Although I enjoy Instagram for the visual expression, I can’t stand all the “influencers” who want to tell me what I “need.” Typically they’re 20-30 years younger than I am, which doesn’t do much to “influence” me at all. They promote products that I either can’t afford or I just don’t “need.”


Even the celebrity fitness influencers want to tell me that I need to buy THIS brand of collagen powder. Really? We weren’t taking collagen powder 30 years ago. Why do I suddenly need this? And why do I need to spend $20 more on the product that YOU’RE promoting? Just so I can help pay for that multi-million-dollar house of yours? No thanks.
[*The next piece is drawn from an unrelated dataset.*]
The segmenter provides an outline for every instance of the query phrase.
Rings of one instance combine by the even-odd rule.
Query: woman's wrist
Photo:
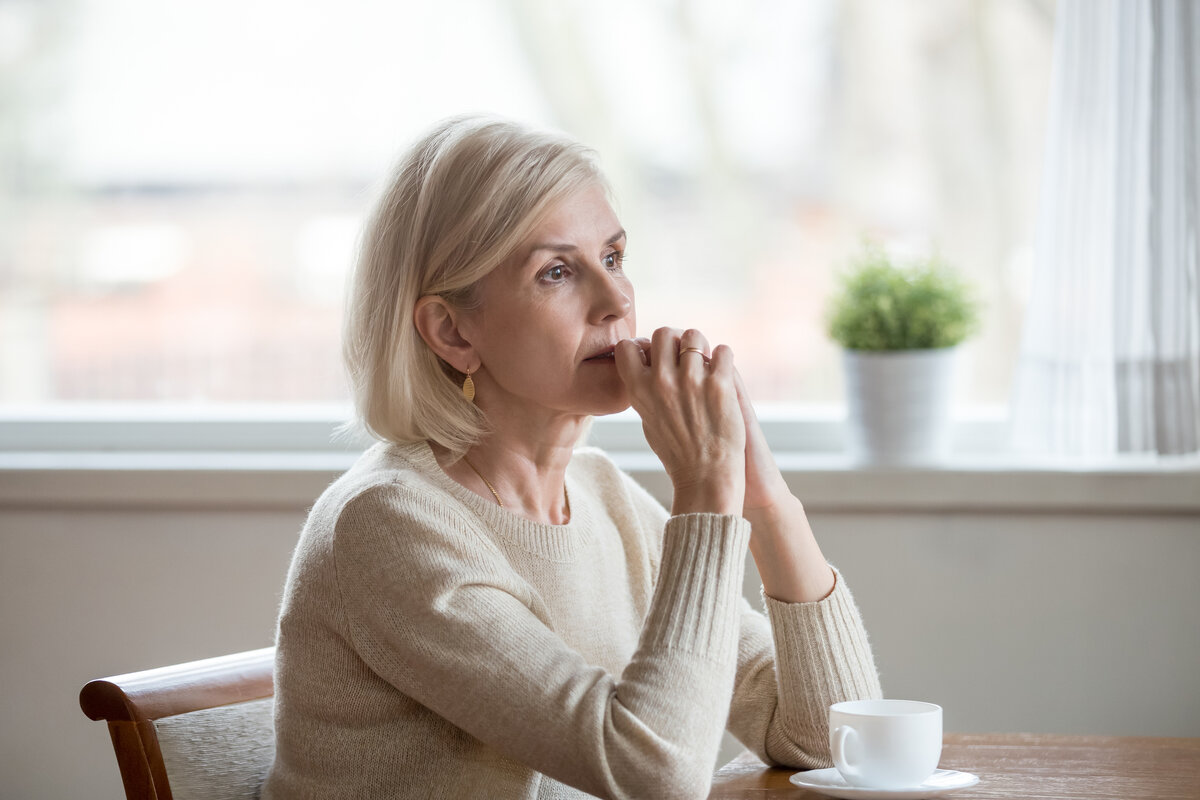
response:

And then thin, pretty “influencers” want to tell me that I “need” this type of scale. Why? So I can achieve some nebulous weight ideal perpetuated by others like you? I put away my scale years ago. My clothes still fit just fine.
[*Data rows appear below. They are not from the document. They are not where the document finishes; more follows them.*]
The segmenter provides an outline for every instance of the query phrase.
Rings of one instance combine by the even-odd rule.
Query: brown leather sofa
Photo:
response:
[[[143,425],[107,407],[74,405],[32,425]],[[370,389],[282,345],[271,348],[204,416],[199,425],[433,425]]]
Influencers then tell me that I “need” this skin care, makeup, hair product, or clothing. Most of them are overpriced. No thanks. I get my skin care at Marshalls. I haven’t been wearing much makeup since I have to wear a mask everywhere I go. I’m losing my hair as I age, so the only hair product I “need” is one that will keep the hair I’ve got. Don’t tell me how much I “need” caffeine in my shampoo unless you give me a peer-reviewed scientific study that tells me how caffeine stimulates hair growth.
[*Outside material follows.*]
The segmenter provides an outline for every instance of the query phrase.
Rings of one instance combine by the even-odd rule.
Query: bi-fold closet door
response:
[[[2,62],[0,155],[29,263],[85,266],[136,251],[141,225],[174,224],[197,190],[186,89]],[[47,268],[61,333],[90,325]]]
So influencers—let me tell you what YOU need. You need a conscience. You get these products for free or at a discount so that other people have to pay full price for them. What if they’re struggling financially? You’re making them feel bad for not fitting in. That’s what your message tells us—that we won’t be thin enough, pretty enough, or stylish enough to be accepted by people like you.


You also need a new center. When influencers promote what people don’t need, they’re perpetuating capitalism on steroids. Granted, it’s important to make enough money to pay the electric and rent, but are we taking more than we need? Are we centering ourselves in materialism? Are influencers telling us that material goods are the key to a happy life? If so, they need to re-center themselves and recalibrate.


Life is more than what we have. Life is about what we have to give.


As for the rest of us, we can stop liking, commenting, and sharing posts from influencers. The more we do, the more they’ll pop up on our feeds, and the more they’ll try to steer us in a direction that serves them, not ourselves.


The most valuable things in life are indeed free. You can’t place a material value on wisdom. You can’t put a price on inner peace. A relationship with God has no cost.


Influencers don’t want you to know that.